Discuss this tutorial on the AntiOnline Security Forums.
It is appalling how easily security measures are circumvented on most laptops. In the following paragraphs you will learn various methods of securing your laptop against theft and unwanted users tampering with your files. You will also learn how to circumvent most of those security measures should the need arise.
First, let’s take look at some the terms we’ll be discussing in this tutorial and what they mean.
BIOS – Intended to detect/verify hardware (via POST) and select a boot loader prior to entering the Operating System. This is the very first thing a computer does when powered on.
BIOS Password – A password stored on the motherboard that requires you to authenticate prior to booting into any Operating System.
Operating System – Abbreviated as OS and referring to Windows XP/Vista, Mac OS X, Linux Distributions (Such as Ubuntu, SUSE).
CMOS – The chip on the motherboard where a variety of information (including the BIOS password) is saved.
CMOS Battery – A small battery on the motherboard dedicated to powering the CMOS chip.
MoBo – Motherboard.
Operating System Passwords
I will begin with OS passwords.
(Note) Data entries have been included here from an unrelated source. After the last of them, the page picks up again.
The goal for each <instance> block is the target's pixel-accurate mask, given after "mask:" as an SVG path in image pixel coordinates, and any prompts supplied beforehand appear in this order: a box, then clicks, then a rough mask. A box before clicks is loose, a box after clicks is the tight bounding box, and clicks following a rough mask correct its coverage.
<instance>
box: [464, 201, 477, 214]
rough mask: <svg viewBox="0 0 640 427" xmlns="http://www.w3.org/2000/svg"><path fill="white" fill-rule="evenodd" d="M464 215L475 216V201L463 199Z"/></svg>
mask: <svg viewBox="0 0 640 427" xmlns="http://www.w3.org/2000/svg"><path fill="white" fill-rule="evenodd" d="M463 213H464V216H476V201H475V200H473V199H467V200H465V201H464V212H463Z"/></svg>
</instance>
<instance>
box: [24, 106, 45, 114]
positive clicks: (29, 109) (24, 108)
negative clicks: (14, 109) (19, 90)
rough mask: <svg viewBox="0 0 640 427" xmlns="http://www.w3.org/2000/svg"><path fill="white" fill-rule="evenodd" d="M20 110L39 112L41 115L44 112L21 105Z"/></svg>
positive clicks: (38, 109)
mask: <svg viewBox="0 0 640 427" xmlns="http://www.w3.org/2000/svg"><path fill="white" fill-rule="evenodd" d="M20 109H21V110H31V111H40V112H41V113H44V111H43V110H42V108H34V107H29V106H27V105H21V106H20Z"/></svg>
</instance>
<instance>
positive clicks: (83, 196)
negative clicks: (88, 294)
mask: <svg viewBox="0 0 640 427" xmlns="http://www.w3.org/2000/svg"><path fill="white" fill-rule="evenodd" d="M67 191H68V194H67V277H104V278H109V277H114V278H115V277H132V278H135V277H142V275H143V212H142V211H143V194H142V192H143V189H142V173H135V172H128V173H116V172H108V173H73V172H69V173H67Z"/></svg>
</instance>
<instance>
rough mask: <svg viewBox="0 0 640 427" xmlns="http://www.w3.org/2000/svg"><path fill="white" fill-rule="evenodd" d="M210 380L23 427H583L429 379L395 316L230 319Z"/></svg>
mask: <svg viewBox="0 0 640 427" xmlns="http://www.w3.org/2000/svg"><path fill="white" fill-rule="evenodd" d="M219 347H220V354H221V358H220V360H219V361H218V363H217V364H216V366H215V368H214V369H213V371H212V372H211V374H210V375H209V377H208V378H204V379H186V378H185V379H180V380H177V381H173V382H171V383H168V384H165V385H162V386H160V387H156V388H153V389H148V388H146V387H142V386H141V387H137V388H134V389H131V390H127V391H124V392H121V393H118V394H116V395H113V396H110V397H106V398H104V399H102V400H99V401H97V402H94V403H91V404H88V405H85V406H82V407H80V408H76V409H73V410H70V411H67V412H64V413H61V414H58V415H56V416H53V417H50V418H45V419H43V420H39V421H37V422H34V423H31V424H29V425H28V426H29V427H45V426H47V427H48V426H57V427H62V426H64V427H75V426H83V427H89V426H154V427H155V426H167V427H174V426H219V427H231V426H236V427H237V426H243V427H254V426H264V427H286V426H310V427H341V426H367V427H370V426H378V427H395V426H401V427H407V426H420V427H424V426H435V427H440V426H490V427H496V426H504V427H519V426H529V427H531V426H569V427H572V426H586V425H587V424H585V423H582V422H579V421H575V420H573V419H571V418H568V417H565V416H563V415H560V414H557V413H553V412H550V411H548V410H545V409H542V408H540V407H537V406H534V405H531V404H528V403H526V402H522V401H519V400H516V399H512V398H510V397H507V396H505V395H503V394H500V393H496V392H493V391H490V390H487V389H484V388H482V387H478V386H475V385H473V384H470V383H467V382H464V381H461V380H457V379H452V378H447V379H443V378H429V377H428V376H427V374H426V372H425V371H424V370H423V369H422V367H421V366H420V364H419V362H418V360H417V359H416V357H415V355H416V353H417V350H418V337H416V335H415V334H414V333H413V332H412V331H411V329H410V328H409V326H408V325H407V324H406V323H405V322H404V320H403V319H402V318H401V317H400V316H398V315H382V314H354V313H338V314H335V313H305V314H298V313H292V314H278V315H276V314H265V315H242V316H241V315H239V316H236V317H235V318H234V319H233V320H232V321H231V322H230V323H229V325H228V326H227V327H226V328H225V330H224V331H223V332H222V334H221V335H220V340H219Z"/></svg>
This is the only security precaution I say is an absolute necessity. If you keep your laptop behind locked doors (i.e. at home) 24/7 and you’d rather not deal with more inconvenient security precautions, at least take the time to set up this password.
Step 1 – Set a password for all administrator accounts, including the hidden Administrator account in Windows XP and Vista. You can access the Admin account in Windows by booting into safe mode. This is accomplished by mashing F8 frenetically as the computer first powers on.
Step 2 – Once this is done, train yourself to lock the computer (Windows key + L in Windows) every time you are away. This will prevent Joe Blow in an adjacent office/dorm room or anyone that happens upon your laptop from sitting down and potentially doing nasty things. Or possibly simply annoying things…like relatives that find if funny to deposit naughty gifts on your desktop.
Step 3 – Secure yourself against telling everyone your password.
Step 4 – Change all administrator passwords from time to time. Realistically this only happens once every six months at best unless you are paranoid.
Unfortunately these passwords are the least secure of all in terms of physical security. Windows XP and Vista passwords are easily wiped out using a variety of applications on boot CD’s. I’ve used four different applications, and I imagine there are many more out there.
The same theory applies to Mac and Linux operating systems as well, although password resetting programs for these OS’s are far more obscure. Mac passwords are slightly more secure purely because fewer people know how to reset them (security by obscurity). It took me over an hour one day to figure it out and that was with Google on hand to aid with research.